Kein Problem! Das ist auch jetzt noch machbar. Alte strikte Schnittanweisungen sind heute oft gärtnerisch und inzwischen immer häufiger auch klimatisch überholt. Wer seine immerblühenden Rosen bis Mitte April schneidet, erlebt einfach nur die Blüte später und muss vielleicht bis Ende Mai / Anfang Juni darauf warten.

Solche Schnitte zur "Unzeit" nutze ich zunehmend, um die Rosen an die längeren Hitzeperioden anzupassen. Hier im Elsass hat sich das Klima derart verschoben, dass öfterblühende Rosen mindestens fünf Mal zur Blüte ansetzen - in geschützten Lagen bis in den Dezember hinein. Leider verlangt das auch einige Kraft von der Pflanze. Nach drei Blütephasen wird der bunte Flor sehr viel kleiner und schwächer, die Rose anfälliger gegen Krankheiten. Anstatt die Pflanze noch mehr durch Dünger zu strapazieren, experimentiere ich seit zwei Jahren mit künstlichen Pausen.

Nach zwei üppigen Blühphasen schneide ich schon einmal mehr zurück als normal. Je nach Wetter erreiche ich damit eine Pause von vier bis sechs Wochen. Damit nicht alle Rosenbüsche gleichzeitig grün bleiben, versetze ich den Schnitt einzelner Pflanzen um zwei bis drei Wochen und versuche, auf ihre individuellen Rhythmen einzugehen. Da hier das Frühjahr oft schon sommerheiß ist, sich aber Juli und August langsam zu Regenmonaten entwickeln, gönne ich meinen Rosen in dieser nassen Zeit gern eine Pause. Vor allem diejenigen, die zu Mumienbildung bei Nässe neigen, danken es. Wenn sich dann in der zweiten Augusthälfte wieder die ersten Knospen öffnen, habe ich noch sommerhaft warme Monate vor mir - bis in den November hinein. Und einen Rosenstrauß an Weihnachten...
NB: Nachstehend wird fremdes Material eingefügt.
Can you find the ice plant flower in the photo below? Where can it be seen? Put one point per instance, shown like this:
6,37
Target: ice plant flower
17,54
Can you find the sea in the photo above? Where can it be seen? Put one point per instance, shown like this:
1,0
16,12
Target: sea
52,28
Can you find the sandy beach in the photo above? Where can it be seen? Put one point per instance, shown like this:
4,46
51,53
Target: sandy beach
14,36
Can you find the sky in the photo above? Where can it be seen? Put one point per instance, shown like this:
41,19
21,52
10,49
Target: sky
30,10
Ganz sicher kein Patentrezept für jede Region - und schon gar keine starre Anleitung. Ich will nur ermutigen: Haben Sie kein schlechtes Gewissen, wenn Sie mal den Rosenschnitt vergessen. Und experimentieren Sie vielleicht auch einmal - das Wetter tut es auch. Falls es je einen Klimawandel geben sollte, so sind in unseren Breiten Rosen auf jeden Fall die Gewinner!